The legacy of the wealth is reflected in the town itself.
The Mirabell Palace and Gardens, the churches, plazas and ritzy shopping streets - all serve to turn this into a delightful town on a human scale that can easily be explored in a day or so.

Other than salt and its alpine location, Salzburg is known for two things - the home of Wolfgang Amadeus Mozart, and the location of the Sound of Music.
The Mozart Museum gets a visit, and I’m starting to warm to him and his compositions. Sure he was a bit precocious, but he had a lot of fun as a lad setting up ribald targets with his mates and shooting at them with air rifles. It wasn’t all red jackets, curly wigs and music. Getting back to the apartment, I download a selection of Mozart’s work, and am steadily working my way through it. Definitely some favourites emerging.

I was nine when I fell in love with Julie Andrews. Not many people know this, not even Julie. I’d seen the movie, and we had the LP at home, with a gorgeous picture of her on the back. But the infatuation didn’t last long, and it certainly wasn’t sufficient to justify doing a trip of the shooting locations. Pauline agrees. Now if I’d been here with Karen, my cousin’s wife, things would be different. She loves the movie and has seen it at least half a dozen times, so I’ve sent her a suitable postcard wishing she was here.

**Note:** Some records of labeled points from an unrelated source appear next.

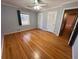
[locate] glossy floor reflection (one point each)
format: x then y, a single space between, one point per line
36 44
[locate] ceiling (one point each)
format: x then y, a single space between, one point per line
28 3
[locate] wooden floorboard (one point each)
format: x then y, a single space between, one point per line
35 44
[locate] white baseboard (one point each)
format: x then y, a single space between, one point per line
18 31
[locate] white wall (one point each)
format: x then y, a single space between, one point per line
75 49
9 20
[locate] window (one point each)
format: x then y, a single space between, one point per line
25 19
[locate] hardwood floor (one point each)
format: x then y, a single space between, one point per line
35 44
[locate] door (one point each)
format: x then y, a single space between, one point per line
51 21
40 20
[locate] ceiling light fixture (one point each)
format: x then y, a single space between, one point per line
37 7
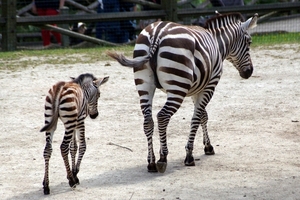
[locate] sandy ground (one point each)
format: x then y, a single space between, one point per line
253 125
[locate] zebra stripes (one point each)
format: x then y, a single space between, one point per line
71 102
185 61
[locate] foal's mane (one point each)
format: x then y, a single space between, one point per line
221 20
84 78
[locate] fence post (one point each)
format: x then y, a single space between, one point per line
65 38
9 33
170 6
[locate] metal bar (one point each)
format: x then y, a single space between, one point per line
57 19
153 14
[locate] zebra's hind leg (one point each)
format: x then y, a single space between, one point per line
47 155
82 149
148 129
163 118
208 148
73 151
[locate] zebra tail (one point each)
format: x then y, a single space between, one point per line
54 93
135 62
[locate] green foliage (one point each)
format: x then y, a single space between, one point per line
275 38
69 56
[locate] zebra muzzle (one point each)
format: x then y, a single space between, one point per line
93 116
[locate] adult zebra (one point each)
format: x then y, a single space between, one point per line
71 102
186 61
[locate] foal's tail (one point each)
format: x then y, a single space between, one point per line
135 62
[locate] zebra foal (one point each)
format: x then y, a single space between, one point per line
186 61
72 102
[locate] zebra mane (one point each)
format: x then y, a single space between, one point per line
84 79
221 20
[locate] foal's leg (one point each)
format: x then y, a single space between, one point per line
82 149
64 148
47 156
73 151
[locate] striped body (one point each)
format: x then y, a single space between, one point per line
72 102
185 61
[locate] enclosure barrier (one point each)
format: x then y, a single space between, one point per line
167 11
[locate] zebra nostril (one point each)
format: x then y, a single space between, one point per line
93 116
246 73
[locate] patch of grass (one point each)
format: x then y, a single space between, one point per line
31 58
274 38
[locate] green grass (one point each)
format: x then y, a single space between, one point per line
31 58
264 39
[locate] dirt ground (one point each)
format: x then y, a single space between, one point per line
253 125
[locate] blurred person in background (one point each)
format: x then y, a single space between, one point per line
48 8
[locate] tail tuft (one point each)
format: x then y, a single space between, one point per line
135 62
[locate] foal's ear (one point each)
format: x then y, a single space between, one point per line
101 81
250 23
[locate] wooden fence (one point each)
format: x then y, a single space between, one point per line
168 10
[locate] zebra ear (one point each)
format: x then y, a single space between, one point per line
250 23
101 81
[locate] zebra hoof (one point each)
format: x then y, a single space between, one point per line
72 183
161 166
152 168
189 161
46 190
209 150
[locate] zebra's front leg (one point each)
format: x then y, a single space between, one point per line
64 148
47 156
73 152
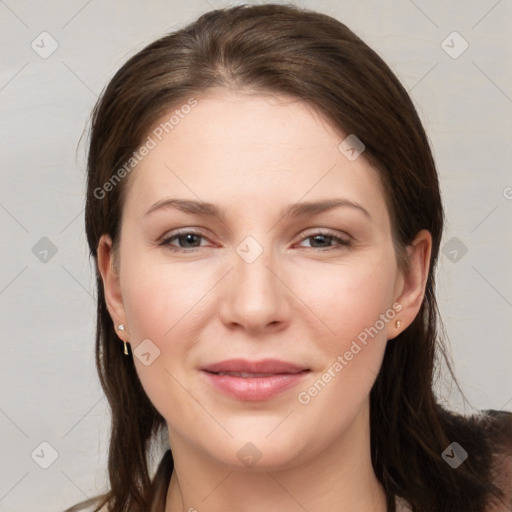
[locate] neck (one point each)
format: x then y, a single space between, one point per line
339 479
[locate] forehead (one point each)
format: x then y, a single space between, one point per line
249 149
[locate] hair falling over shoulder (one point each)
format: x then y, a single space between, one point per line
313 57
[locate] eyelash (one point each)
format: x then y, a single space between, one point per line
341 241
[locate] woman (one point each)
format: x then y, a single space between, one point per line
288 354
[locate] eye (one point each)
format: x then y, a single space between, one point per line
326 237
187 238
190 240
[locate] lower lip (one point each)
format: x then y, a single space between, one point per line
254 388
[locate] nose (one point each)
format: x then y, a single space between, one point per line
254 297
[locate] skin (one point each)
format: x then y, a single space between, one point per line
253 155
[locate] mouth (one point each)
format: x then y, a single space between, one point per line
253 380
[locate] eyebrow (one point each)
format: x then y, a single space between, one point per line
301 209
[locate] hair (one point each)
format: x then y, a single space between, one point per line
285 50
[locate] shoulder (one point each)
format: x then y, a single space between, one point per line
498 425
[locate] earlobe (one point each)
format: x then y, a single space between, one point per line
415 280
111 284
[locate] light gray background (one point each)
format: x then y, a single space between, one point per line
50 392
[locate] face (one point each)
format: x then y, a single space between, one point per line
302 300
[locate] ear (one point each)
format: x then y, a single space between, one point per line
111 285
410 289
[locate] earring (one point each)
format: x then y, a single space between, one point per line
121 328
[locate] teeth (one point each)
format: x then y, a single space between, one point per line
244 374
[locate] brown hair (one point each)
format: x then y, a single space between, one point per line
311 56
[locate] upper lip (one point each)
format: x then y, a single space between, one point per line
263 366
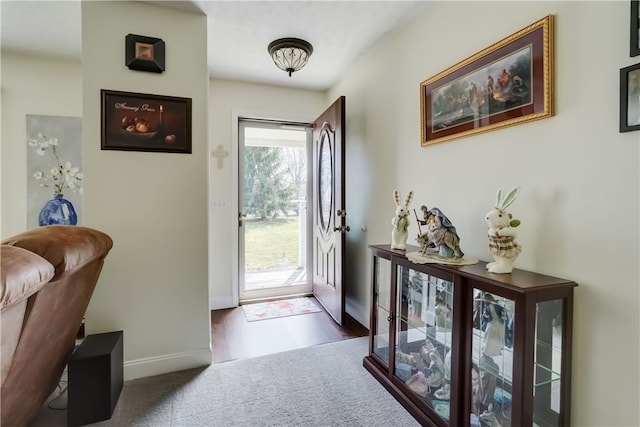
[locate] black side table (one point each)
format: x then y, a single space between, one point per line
95 372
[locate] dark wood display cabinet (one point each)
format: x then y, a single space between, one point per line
458 346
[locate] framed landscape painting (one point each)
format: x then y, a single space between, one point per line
508 83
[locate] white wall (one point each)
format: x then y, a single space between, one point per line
227 100
579 203
154 284
30 85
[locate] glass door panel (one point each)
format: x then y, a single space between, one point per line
492 359
548 363
423 337
273 219
382 308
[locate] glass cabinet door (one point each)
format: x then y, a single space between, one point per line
492 359
548 364
423 337
382 307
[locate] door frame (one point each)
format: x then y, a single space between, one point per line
236 115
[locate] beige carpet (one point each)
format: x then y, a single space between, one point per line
324 385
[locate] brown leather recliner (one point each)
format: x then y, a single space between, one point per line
48 277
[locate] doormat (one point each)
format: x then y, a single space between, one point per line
279 308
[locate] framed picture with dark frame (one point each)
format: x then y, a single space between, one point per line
144 53
508 83
630 98
145 122
634 31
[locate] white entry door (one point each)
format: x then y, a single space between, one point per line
274 224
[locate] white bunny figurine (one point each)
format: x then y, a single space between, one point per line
400 222
502 243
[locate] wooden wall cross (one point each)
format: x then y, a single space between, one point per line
220 153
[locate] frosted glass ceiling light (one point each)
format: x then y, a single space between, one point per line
290 54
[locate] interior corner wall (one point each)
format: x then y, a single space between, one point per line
30 85
579 175
262 101
154 284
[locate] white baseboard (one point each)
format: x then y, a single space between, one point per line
220 303
163 364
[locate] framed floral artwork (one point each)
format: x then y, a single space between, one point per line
54 170
145 122
634 31
508 83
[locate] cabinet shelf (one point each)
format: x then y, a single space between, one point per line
456 345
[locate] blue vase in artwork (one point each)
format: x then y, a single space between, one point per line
58 211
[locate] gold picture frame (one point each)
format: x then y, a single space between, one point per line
508 83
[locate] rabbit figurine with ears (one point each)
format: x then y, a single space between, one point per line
502 235
400 222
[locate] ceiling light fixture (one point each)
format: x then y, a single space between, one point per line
290 54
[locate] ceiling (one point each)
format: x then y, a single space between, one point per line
238 33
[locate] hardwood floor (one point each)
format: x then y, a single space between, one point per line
233 337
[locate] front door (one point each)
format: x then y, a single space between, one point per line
329 223
273 219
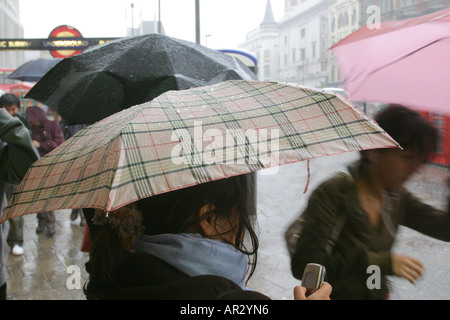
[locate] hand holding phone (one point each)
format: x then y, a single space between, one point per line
313 277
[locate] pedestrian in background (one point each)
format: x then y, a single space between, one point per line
373 202
17 153
186 244
68 131
11 103
46 136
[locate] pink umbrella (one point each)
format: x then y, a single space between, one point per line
406 62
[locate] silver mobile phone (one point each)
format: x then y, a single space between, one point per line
313 277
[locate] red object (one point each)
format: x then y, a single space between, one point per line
86 246
403 62
65 31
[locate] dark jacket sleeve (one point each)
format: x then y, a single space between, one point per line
324 208
17 150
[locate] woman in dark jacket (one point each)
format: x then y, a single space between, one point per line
46 136
193 244
373 202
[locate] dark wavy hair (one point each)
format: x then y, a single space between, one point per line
409 129
173 212
177 211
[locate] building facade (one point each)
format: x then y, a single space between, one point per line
10 27
263 42
303 43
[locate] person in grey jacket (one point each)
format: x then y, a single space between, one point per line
17 153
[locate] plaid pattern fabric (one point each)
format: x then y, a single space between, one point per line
187 137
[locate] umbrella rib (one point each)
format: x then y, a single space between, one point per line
397 60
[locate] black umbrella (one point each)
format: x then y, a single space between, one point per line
33 70
109 78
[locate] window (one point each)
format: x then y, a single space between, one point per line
266 72
266 55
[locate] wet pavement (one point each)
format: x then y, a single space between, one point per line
47 270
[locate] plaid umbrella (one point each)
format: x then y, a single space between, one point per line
187 137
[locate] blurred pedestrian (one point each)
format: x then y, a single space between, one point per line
68 131
374 202
11 103
192 243
17 153
46 136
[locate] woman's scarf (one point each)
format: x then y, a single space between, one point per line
195 255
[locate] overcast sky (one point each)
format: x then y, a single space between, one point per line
226 21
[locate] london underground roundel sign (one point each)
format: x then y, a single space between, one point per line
65 31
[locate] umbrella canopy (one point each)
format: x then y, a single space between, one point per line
183 138
404 62
33 70
109 78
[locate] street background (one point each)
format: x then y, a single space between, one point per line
42 274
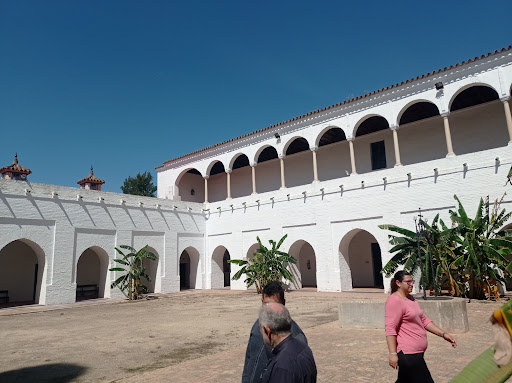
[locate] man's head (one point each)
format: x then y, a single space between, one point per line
273 292
275 323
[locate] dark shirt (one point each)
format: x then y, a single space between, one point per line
258 355
293 362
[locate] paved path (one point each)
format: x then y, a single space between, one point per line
342 355
179 330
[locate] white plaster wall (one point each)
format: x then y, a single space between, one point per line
17 271
334 161
191 182
61 226
298 169
362 150
268 176
217 187
88 268
360 258
241 181
479 128
422 141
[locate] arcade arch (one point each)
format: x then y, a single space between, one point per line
333 154
360 251
299 164
217 183
241 176
22 264
151 267
421 133
250 255
189 268
221 269
268 170
189 186
373 146
477 120
91 274
304 271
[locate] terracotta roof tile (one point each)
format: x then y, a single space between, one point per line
91 179
343 103
15 167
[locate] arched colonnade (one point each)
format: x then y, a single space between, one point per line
477 119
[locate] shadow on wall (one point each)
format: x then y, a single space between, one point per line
55 373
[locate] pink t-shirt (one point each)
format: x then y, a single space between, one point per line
405 319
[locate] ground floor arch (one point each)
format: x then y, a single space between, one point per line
221 268
151 269
189 268
91 274
361 252
304 271
22 264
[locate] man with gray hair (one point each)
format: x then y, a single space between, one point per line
293 360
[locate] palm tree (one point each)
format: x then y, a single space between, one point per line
134 271
267 265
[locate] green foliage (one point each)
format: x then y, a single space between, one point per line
133 271
469 256
141 184
267 265
483 246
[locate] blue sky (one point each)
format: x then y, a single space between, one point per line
126 85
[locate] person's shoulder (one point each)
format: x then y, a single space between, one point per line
392 298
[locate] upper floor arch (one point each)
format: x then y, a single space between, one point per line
471 95
370 124
265 153
240 160
295 144
329 135
416 110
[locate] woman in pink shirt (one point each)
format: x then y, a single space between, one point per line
406 331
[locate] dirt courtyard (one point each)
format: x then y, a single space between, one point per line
200 336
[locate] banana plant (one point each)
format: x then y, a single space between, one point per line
133 271
484 246
267 265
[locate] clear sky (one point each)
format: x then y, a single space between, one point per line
126 85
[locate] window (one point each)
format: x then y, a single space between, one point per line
378 152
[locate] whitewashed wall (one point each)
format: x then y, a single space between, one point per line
60 227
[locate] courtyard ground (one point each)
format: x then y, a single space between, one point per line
201 336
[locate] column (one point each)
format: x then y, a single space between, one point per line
315 166
206 188
352 156
395 144
448 135
228 180
281 163
508 117
253 171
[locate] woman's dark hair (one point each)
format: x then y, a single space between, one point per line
399 276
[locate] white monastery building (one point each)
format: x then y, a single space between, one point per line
327 179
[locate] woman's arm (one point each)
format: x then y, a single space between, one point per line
431 327
393 357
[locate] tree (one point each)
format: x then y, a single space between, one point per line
134 271
141 184
470 255
266 266
483 246
432 252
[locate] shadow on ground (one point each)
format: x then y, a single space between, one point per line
55 373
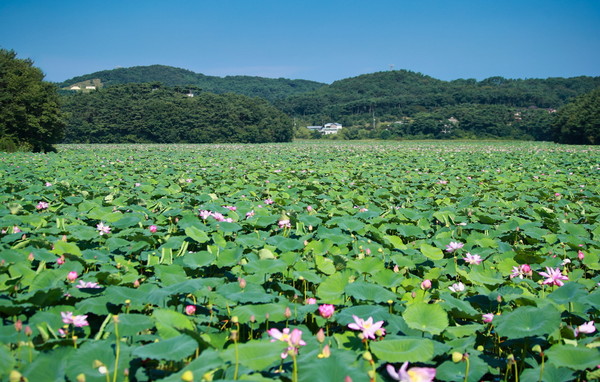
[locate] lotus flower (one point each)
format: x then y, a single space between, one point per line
414 374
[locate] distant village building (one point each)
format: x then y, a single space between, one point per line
329 128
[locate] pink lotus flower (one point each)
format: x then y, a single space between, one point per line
453 246
472 259
587 328
520 271
77 321
553 276
457 287
190 310
104 229
284 223
72 276
42 205
326 310
293 339
368 328
89 284
414 374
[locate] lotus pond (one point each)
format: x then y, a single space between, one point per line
301 262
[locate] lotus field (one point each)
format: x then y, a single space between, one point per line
336 261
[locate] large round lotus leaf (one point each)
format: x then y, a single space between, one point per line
576 358
172 349
255 355
403 349
527 321
431 318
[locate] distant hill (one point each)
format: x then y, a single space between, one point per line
403 93
268 88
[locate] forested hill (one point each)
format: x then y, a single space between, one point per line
268 88
394 94
154 113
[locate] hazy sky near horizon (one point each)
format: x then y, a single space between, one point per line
319 40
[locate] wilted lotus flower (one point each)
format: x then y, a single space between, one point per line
414 374
326 310
453 246
457 287
190 310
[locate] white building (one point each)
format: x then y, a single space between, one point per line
329 128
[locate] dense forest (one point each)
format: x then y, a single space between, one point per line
268 88
155 113
404 104
396 104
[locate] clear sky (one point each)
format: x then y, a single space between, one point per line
319 40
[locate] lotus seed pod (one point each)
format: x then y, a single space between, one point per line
187 376
456 357
14 376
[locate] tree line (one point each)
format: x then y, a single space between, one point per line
386 105
154 113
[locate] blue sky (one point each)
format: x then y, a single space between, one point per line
320 40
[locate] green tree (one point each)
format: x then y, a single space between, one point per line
29 109
578 122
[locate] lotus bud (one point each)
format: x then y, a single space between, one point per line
321 336
456 357
326 353
187 376
14 376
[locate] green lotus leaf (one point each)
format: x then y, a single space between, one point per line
528 321
255 355
431 318
403 349
364 291
431 252
172 349
196 234
572 357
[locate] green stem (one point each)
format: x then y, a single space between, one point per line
117 347
541 367
295 370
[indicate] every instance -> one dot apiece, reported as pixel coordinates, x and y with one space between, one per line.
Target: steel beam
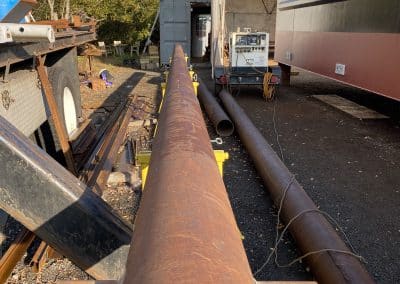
223 125
53 204
185 231
310 229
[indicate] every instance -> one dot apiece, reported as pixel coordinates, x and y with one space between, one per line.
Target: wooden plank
58 124
14 253
349 107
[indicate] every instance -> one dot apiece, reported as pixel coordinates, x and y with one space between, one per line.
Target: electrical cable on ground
278 240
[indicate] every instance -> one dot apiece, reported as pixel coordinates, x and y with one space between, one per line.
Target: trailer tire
67 98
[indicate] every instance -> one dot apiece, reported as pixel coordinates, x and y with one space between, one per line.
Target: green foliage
125 20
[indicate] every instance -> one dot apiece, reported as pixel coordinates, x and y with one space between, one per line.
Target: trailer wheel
67 98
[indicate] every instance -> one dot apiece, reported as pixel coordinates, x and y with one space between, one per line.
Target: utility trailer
356 42
242 41
22 99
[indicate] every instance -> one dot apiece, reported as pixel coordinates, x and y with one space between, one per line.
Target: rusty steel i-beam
222 124
185 231
53 204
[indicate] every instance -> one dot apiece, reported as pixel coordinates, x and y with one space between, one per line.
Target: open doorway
200 32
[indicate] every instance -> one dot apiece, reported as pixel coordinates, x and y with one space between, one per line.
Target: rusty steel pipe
53 204
185 231
311 230
223 125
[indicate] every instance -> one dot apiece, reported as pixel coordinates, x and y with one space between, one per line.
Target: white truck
22 100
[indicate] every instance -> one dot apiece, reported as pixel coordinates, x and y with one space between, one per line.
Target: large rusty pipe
311 230
185 231
223 125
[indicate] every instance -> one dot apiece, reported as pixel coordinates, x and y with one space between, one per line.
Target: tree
126 20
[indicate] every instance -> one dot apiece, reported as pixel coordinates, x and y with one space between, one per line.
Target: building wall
175 26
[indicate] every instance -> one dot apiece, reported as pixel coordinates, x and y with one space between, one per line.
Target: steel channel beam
58 208
311 230
185 231
223 125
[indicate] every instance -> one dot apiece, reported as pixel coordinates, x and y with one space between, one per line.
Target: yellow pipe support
143 160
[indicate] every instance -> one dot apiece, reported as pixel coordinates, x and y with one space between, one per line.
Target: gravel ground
349 167
123 198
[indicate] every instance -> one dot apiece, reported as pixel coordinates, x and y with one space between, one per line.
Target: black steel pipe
311 230
53 204
223 125
185 231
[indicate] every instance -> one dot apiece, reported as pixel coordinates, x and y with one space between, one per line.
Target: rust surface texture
309 226
185 230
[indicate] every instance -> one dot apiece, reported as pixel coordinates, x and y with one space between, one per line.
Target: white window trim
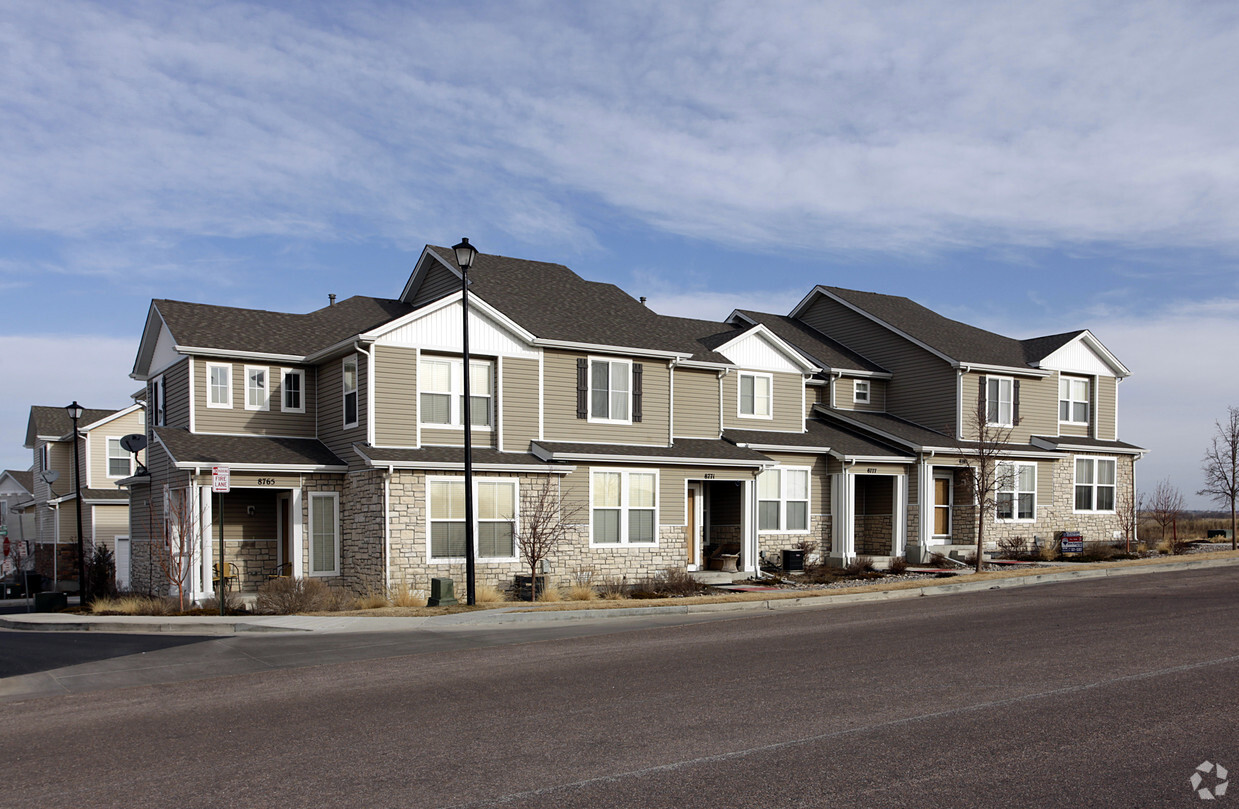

We’re tiring a bit of schnitzel and goulash, and are delighted to find Pescheria Backi, a local seafood restaurant only a couple of blocks from the apartment.
There’s no menu - just choose what you want from the display cabinet. We decide on mixed platters for both entree and main. Can’t fault the quality, nor the quantity. Getting through that turbot (large flounder) took time, but it was worth it.




With a relaxed schedule we have time for a day trip to Hallstatt up in the mountains to the south-east.
This place is built on a cliff face that rises near vertically from the lake, and was only accessible by boat until 1890 when the road and rail links were blasted through the cliffs. 

Possibly the world’s first commercial salt mine, a 40km brine pipeline was built in 1595, made from 13,000 hollowed out trees. Impressive! Nearly as impressive is that the Chinese mineral company Minmetals Corp has built a replica of the town in Huizhou - which perhaps explains the hordes of Chinese tourists competing with us for photo shots.

But it is a delightful spot, and if we ever come back again we’ll be sure to do the salt mine tour. 

The trick with any place in Austria (as we found with both Vienna and Salzburg) is don’t arrive on a Sunday. Apart from the odd restaurant, the country is closed and at rest. Part of me thinks this is a good thing, part of me thinks it’s a bad thing. But the important thing is to be aware of it, and adjust your time to Österreich time accordingly. Then you'll love it.